Iata critica ambiente regulatório após avanço tímido da aviação na Europa
Entidade afirma que custos elevados, excesso de regulação e entraves estruturais limitam expansão da malha

A Iata divulgou dados mostrando que a conectividade aérea europeia praticamente estagnou em 2025, com crescimento líquido de 1% no número total de rotas que ligam o continente (tanto internamente quanto com outras partes do mundo). Este valor está abaixo do crescimento anual composto de 1,5% registrado na última década.
“O crescimento da malha aérea das companhias aéreas reflete tanto a evolução da demanda quanto o ambiente operacional. Não surpreende que a conectividade aérea da União Europeia (UE) tenha praticamente estagnado em 2025. O peso regulatório é oneroso, os custos são elevados e os problemas estruturais de competitividade da UE não foram devidamente enfrentados. As proteções ao consumidor são um exemplo disso. As falhas da regulação atual são conhecidas, mas as tentativas de corrigi-las parecem destinadas apenas a agravá-las. São esse tipo de frustrações que dificultam o crescimento da conectividade de que a Europa depende para impulsionar empregos e crescimento econômico”
Thomas Reynaert, vice-presidente sênior de Relações Externas da Iata
- 1.127 rotas na UE foram canceladas em 2025;
- 1.281 rotas foram adicionadas (568 das quais eram "retomadas" de rotas operadas na última década, mas suspensas por pelo menos um ano);
- O ganho líquido de 154 rotas representa um crescimento de 1% da malha aérea, que agora totaliza 14.797.
Os benefícios das conexões aéreas da Europa são bem estabelecidos: mais de 9,2 milhões de empregos e 760 bilhões de euros em PIB são gerados pela aviação e pelo Turismo relacionado à aviação na UE. As oportunidades de negócios, sociais e os gastos com lazer são sustentados pelo crescimento da viagem aérea que unificou a Europa e a conectou ao mundo.
“A prosperidade da Europa depende de ligações intra- e intercontinentais abrangentes e eficientes. Cada nova rota aérea cria novos empregos e oportunidades de negócios e sociais. Felizmente, os políticos europeus dispõem de inúmeras opções para introduzir regulações mais inteligentes e ajudar as companhias aéreas a competir e crescer,” disse Reynaert.
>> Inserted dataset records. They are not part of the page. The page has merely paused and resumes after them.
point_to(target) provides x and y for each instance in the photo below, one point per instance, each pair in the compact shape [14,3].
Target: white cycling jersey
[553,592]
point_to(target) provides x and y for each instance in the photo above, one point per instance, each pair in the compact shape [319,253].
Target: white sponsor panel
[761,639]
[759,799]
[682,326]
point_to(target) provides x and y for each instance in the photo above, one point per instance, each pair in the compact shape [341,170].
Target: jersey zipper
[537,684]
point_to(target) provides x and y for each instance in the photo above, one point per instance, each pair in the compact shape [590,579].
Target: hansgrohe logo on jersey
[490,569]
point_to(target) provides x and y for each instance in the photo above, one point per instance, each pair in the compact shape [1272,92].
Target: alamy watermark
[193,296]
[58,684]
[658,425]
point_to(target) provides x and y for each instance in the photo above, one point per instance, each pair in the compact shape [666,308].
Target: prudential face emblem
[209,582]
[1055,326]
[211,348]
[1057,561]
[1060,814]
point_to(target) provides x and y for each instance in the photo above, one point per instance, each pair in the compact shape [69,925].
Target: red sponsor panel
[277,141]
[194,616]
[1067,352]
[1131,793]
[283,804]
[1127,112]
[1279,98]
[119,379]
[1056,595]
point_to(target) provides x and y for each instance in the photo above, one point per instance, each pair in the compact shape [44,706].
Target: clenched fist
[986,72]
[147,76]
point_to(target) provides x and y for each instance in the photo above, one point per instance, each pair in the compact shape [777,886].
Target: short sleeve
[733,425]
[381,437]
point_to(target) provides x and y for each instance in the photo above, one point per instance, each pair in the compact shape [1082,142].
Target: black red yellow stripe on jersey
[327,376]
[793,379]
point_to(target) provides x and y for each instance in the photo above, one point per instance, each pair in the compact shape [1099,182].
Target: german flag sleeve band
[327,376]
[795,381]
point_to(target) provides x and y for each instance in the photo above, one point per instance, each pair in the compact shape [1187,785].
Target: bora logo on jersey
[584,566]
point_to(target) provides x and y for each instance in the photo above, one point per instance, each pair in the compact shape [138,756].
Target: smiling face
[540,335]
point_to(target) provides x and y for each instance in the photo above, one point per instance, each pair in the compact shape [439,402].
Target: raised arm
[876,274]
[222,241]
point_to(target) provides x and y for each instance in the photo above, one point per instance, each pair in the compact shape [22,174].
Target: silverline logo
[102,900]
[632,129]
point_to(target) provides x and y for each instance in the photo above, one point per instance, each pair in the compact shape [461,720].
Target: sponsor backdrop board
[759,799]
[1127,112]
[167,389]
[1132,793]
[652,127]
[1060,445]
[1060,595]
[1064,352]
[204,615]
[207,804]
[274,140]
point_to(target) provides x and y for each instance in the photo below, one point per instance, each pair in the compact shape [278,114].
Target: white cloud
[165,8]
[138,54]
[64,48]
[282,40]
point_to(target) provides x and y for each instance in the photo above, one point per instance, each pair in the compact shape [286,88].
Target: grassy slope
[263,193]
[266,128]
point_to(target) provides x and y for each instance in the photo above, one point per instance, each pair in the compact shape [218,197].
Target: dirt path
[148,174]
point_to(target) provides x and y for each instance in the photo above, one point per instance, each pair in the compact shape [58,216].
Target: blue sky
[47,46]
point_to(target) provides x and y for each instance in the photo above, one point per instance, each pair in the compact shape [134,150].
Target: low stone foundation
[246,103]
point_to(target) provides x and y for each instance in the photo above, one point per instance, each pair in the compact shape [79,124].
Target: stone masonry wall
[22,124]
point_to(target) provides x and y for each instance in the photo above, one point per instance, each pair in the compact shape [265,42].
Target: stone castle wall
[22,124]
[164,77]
As medidas prioritárias que os formuladores de políticas europeus devem adotar são:
- Reforma da regulamentação EU261 sobre direitos dos passageiros. Especificamente, aumentando os limites de tempo para compensação;
- Reduzir os custos do Combustível de Aviação Sustentável (SAF). A introdução de um processo de compra e transferência (book-and-claim) para a aquisição de SAF permitiria às companhias aéreas adquirir SAF onde ele é produzido com maior eficiência. O mandato de e-SAF na forma atual deveria ser abolido, e as receitas do Sistema de Comércio de Emissões deveriam ser utilizadas para reduzir os custos de produção do SAF;
- Fortalecer a regulamentação das tarifas aeroportuárias e de navegação aérea para melhorar a eficiência de custos;
- Permitir maior flexibilidade para alívio de slots aeroportuários em períodos de crise;
- Eliminar os impostos nacionais sobre passageiros, seguindo o exemplo da Suécia.
“A oportunidade mais imediata está na EU261. Reformas modestas nos limites de compensação ajudarão a reduzir o custo de 8 bilhões de euros dessa regulamentação descontrolada. Os políticos da Europa estão se reunindo agora para decidir isso. Pedimos que eles levem em consideração a realidade atual. O preço do querosene de aviação está em níveis recorde. Os custos de infraestrutura estão aumentando. Uma coisa simples – reduzir o custo da EU261 – tornaria a economia de muitas rotas marginais mais viável para as companhias aéreas e revitalizaria o crescimento da conectividade aérea em benefício dos cidadãos europeus. Eles devem agir sem demora,” concluiu Reynaert.